Дорога была грязная, размокшая от ночных рос, и в валенках хлюпало. Она шла не спеша, поглядывая по сторонам.
Из крайней избы вышла соседка, Матрёна, полная, с красным лицом, в заношенном фартуке.
Увидев Агнию, она приостановилась, прищурилась и громко, на всю улицу, крикнула:
— Агнья, что ж ты такая хмурая с утра? Не выспалась, али жених приснился плохой?
Агния не подняла головы, только тихо ответила:
— Спала, тёть Матрён. Как все.
Но она знала, что за её спиной уже начался шёпот.
Матрёна не умела просто здороваться — ей нужно было смаковать, обсасывать каждую чужую беду, а беда Агнии была на виду: двадцать три года, а до сих пор одна, лицом не вышла, фигура как жердь, и никто за ней не ухаживает.
В деревне таких жалели и одновременно презирали, как бракованный товар.
Агния подошла к колодцу, сбросила ведро вниз, слушая, как оно глухо шлёпает по воде, и стала накручивать цепь на ворот.
Руки привычно работали, мозоли не болели — они уже превратились в твёрдую жёлтую кожу, и она почти не чувствовала холода сквозь них. Она была сильной, сильнее многих мужиков в деревне — могла за день перекопать огород, завалить стог сена, наколоть три поленницы дров. Но сила эта была проклятием: мужики побаивались брать такую в жёны, потому что она не будет покорно сидеть у печи, а может и переспорить, и тяжести поднять больше. А бабы завидовали и шептались: «Ишь, мужиком стала».
Она подняла два ведра, поставила их на коромысло и пошла обратно. Вода расплёскивалась, тёмные пятна ложились на глинистую дорогу.
Нести воду было тяжело — плечи привыкли к этой тяжести с двенадцати лет, когда бабушка, надорвав спину, слегла на неделю, и всё хозяйство легло на Агнию. С тех пор она не чувствовала себя слабой. Только одинокой.
Дома она переоделась в рабочее — старую мужскую рубаху, перешитую по её росту, и толстые штаны, заправленные в сапоги.
Она не носила платьев — зачем, если никто не смотрит? У зеркала она остановилась лишь на мгновение, взглянула на своё отражение в мутном осколке, прибитом к стене гвоздями.
Лицо — узкое, с высокими скулами, бледное, в веснушках, которые даже к осени не исчезали, а становились только ярче, как будто кто-то рассыпал по щекам гвоздику. Глаза — большие, серые, но без блеска, уставшие. Губы — тонкие, сжатые в нитку. Нос — чуть картошкой, широкий, не женственный. Она знала это лицо так хорошо, что могла нарисовать его с закрытыми глазами, но не могла полюбить. И, вздохнув, она отвернулась — работать.

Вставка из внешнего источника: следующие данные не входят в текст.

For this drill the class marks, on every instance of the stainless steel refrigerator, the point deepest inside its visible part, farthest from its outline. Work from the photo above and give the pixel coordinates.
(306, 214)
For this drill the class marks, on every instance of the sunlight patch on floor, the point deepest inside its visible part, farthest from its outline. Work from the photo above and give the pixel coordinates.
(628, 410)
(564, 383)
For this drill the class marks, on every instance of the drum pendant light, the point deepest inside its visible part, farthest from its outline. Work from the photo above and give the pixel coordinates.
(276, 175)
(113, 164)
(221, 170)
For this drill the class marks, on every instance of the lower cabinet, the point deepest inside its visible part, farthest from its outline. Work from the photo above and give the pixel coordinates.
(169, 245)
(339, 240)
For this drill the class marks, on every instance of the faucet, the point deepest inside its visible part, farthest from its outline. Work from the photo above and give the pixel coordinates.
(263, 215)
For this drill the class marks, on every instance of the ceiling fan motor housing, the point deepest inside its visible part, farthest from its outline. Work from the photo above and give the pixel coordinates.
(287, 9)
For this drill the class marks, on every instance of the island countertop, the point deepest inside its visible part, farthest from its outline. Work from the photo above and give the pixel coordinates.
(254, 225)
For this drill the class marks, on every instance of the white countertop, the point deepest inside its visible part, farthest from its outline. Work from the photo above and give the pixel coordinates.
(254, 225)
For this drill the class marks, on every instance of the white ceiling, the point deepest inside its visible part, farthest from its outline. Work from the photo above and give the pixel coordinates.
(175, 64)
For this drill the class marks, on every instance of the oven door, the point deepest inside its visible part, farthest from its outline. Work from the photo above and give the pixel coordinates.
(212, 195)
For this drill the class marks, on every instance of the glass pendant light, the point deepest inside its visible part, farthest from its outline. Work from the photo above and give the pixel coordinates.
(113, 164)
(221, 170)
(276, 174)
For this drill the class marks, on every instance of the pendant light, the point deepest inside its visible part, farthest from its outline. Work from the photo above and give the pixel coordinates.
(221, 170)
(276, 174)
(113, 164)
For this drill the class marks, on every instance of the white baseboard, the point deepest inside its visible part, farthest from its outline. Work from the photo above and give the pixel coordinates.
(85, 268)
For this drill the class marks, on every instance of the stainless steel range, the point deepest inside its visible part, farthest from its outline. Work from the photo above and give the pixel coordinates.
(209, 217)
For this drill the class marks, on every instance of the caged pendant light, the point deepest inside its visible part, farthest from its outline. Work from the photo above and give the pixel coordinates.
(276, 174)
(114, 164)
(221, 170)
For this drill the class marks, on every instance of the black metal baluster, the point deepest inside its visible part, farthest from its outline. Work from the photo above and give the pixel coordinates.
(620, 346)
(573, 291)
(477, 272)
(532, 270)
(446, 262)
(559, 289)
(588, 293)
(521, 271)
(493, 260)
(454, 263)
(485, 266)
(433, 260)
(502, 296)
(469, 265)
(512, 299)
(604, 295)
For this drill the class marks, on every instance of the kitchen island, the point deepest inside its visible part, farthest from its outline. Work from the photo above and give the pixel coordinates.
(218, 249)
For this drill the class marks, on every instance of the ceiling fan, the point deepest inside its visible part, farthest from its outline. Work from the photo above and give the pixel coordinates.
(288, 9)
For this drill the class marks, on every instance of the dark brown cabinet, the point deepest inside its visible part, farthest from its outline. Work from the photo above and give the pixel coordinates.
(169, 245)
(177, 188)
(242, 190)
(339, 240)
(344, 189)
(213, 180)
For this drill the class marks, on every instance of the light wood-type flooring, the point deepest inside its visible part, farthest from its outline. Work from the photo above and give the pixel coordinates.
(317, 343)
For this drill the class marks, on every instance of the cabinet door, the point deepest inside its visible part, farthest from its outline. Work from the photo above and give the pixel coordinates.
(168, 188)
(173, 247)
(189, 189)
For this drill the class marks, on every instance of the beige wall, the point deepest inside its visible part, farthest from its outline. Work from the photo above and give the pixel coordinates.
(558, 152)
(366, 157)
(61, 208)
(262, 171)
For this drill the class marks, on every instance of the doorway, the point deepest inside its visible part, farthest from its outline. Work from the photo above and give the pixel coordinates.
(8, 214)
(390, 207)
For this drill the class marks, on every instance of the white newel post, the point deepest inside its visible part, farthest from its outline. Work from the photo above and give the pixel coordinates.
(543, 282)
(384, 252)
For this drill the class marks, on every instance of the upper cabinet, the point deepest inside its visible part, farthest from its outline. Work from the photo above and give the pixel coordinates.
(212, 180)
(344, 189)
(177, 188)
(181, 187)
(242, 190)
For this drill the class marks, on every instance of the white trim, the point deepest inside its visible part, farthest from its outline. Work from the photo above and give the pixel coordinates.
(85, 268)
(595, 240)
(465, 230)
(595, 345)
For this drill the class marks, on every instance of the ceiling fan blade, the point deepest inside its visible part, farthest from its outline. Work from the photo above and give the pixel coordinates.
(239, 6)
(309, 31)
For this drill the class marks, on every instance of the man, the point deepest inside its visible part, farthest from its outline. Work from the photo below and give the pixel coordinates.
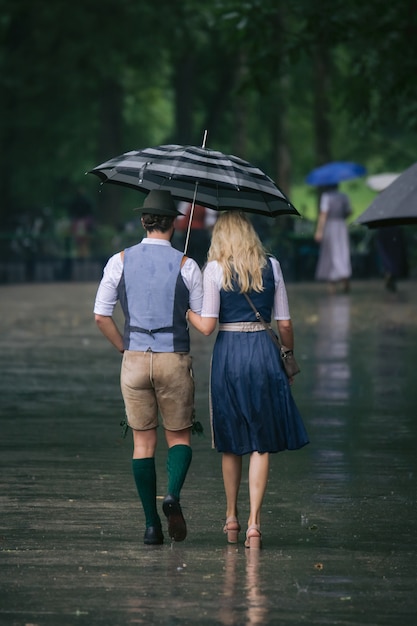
(155, 285)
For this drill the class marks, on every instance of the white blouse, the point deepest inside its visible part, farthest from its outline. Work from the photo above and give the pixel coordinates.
(212, 283)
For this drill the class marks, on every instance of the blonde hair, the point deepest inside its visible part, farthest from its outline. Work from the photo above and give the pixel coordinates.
(239, 251)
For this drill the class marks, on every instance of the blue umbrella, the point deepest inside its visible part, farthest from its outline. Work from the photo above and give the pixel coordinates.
(333, 173)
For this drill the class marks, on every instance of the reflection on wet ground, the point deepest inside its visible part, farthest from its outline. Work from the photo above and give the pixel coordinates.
(339, 522)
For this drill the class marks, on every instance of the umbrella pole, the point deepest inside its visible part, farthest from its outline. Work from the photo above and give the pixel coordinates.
(190, 220)
(193, 203)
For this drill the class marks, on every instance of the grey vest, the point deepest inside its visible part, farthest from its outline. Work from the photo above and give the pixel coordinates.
(154, 299)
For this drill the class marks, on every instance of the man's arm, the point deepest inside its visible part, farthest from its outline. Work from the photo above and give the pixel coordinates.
(109, 329)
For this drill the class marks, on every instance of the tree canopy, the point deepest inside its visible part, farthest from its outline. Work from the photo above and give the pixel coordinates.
(285, 85)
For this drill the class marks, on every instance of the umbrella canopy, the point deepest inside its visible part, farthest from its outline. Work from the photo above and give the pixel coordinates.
(334, 173)
(198, 175)
(396, 205)
(379, 182)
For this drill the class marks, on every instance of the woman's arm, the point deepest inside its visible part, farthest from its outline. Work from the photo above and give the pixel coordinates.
(205, 325)
(286, 333)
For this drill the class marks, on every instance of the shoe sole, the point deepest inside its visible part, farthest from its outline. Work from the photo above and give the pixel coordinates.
(177, 528)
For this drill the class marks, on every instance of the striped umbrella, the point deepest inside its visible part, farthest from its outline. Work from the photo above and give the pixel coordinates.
(200, 176)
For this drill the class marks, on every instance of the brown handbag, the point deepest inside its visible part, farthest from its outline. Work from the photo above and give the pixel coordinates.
(289, 363)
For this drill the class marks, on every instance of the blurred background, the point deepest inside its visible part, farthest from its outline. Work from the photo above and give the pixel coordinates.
(287, 86)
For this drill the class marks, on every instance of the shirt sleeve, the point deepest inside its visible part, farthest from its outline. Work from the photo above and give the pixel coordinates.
(281, 308)
(212, 281)
(193, 280)
(107, 295)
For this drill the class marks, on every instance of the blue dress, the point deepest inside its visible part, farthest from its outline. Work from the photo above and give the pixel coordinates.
(251, 401)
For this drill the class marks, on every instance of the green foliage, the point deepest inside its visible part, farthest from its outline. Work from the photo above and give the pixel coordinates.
(80, 82)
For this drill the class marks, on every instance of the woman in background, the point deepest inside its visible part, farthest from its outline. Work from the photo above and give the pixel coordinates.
(253, 411)
(334, 265)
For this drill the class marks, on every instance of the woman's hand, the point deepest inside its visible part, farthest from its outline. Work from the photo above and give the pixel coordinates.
(205, 325)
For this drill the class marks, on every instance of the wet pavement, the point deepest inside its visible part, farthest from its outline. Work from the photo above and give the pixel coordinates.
(340, 516)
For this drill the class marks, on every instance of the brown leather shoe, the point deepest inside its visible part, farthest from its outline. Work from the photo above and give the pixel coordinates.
(177, 528)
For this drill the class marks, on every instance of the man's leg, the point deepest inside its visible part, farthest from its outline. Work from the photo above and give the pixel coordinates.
(143, 467)
(178, 463)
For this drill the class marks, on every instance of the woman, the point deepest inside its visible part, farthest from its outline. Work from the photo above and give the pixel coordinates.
(253, 411)
(334, 263)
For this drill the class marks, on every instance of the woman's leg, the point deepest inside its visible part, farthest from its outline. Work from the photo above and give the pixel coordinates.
(232, 474)
(258, 479)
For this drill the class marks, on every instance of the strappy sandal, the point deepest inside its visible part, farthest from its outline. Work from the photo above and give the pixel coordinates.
(253, 537)
(231, 529)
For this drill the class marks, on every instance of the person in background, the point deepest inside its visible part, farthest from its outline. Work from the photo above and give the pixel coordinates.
(391, 246)
(155, 285)
(253, 411)
(334, 264)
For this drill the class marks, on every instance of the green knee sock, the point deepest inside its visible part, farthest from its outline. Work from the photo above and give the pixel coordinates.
(144, 474)
(178, 462)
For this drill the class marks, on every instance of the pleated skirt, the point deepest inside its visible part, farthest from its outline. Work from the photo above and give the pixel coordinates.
(252, 407)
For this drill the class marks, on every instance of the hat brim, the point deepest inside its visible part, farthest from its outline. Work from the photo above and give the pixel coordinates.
(159, 211)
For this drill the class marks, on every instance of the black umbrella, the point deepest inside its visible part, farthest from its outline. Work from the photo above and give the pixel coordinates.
(200, 176)
(395, 205)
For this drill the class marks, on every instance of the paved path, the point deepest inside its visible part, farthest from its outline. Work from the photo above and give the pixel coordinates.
(340, 517)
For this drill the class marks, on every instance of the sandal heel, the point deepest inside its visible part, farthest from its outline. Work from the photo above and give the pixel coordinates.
(254, 543)
(231, 529)
(254, 540)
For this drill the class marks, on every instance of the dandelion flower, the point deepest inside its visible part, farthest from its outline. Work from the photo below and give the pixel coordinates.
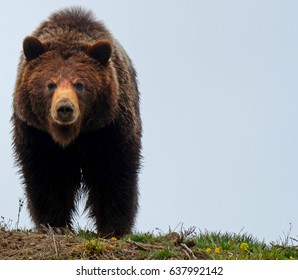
(217, 250)
(244, 246)
(208, 250)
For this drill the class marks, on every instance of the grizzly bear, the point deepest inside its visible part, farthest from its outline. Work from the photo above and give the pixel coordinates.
(76, 124)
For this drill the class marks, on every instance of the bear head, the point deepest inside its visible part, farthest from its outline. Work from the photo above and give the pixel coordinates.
(67, 91)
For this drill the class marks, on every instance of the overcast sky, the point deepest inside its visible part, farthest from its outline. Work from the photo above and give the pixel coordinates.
(219, 104)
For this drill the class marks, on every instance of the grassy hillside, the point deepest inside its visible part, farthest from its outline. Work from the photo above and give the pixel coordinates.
(185, 244)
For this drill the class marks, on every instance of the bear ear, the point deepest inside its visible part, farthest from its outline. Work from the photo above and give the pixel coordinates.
(32, 48)
(101, 51)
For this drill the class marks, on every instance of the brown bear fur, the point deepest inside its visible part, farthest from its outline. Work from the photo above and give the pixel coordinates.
(76, 124)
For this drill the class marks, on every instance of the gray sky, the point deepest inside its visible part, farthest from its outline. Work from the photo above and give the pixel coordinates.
(219, 101)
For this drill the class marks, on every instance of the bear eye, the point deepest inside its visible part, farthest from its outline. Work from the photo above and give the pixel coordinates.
(79, 86)
(51, 86)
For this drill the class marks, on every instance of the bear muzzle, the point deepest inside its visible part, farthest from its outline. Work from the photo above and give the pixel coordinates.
(64, 113)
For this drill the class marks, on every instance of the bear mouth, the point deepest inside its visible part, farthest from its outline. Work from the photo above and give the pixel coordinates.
(65, 113)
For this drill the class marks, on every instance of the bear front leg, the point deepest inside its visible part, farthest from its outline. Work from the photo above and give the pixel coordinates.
(51, 176)
(110, 177)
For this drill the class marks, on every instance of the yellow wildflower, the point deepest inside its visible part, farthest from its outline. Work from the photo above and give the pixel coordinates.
(244, 246)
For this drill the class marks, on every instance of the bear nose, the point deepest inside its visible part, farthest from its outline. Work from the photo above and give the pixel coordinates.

Весь день до самого обеда она была в огороде. Выкапывала картошку — земли было две сотки, и каждый комок приходилось поднимать на вилы, отряхивать, ссыпать в мешки. Потом мешки тащить в подпол — спускаться по шаткой лестнице, укладывать ряд за рядом, пересыпая сухим песком.
Спина гудела, руки дрожали, но она не останавливалась.
В полдень перекусила хлебом и луком прямо на крыльце, глядя на улицу, где прошла соседка с внуком — мальчишка бежал, размахивая палкой, и кричал что-то весёлое. Агния задержала взгляд на нём, но он даже не обернулся.
После обеда она пошла к реке — полоскать бельё.
Река здесь была мелкой, но чистой, с песчаным дном. На том берегу паслись коровы, и их мычание звучало особенно печально в осеннем, низком воздухе.
Агния стала на колени на мостки, замочила бельё, намылила жёлтым кусковым мылом — оно пахло щёлочью и салом, — и принялась тереть на стиральной доске. Волны расходились по воде, унося мыльную пену вниз по течению.
Она работала молча, только иногда вздыхала. Рядом на том же мостке сидела молодая баба, Марфа, с мужем в ссоре, и жаловалась ей:
— ...а он, ирод, напился и пришёл. Я ему говорю: не смей. А он как замахнётся! Всё, уйду я от него, Агнь, уйду.
Ты как думаешь, уйти ?
Агния молча терла рубаху, потом подняла голову — вода капала с локтей — и тихо сказала:
— Уйдёшь — он тебя не вернёт. У деревни не убудет, а тебе всё равно детей поднимать.
Думай, Марфа.
— Думать — это ты умеешь, — фыркнула Марфа, но без злобы. — Ты у нас грамотная, в городе училась два года. А мы — тёмные. Зато у тебя мужа нет, а у меня есть.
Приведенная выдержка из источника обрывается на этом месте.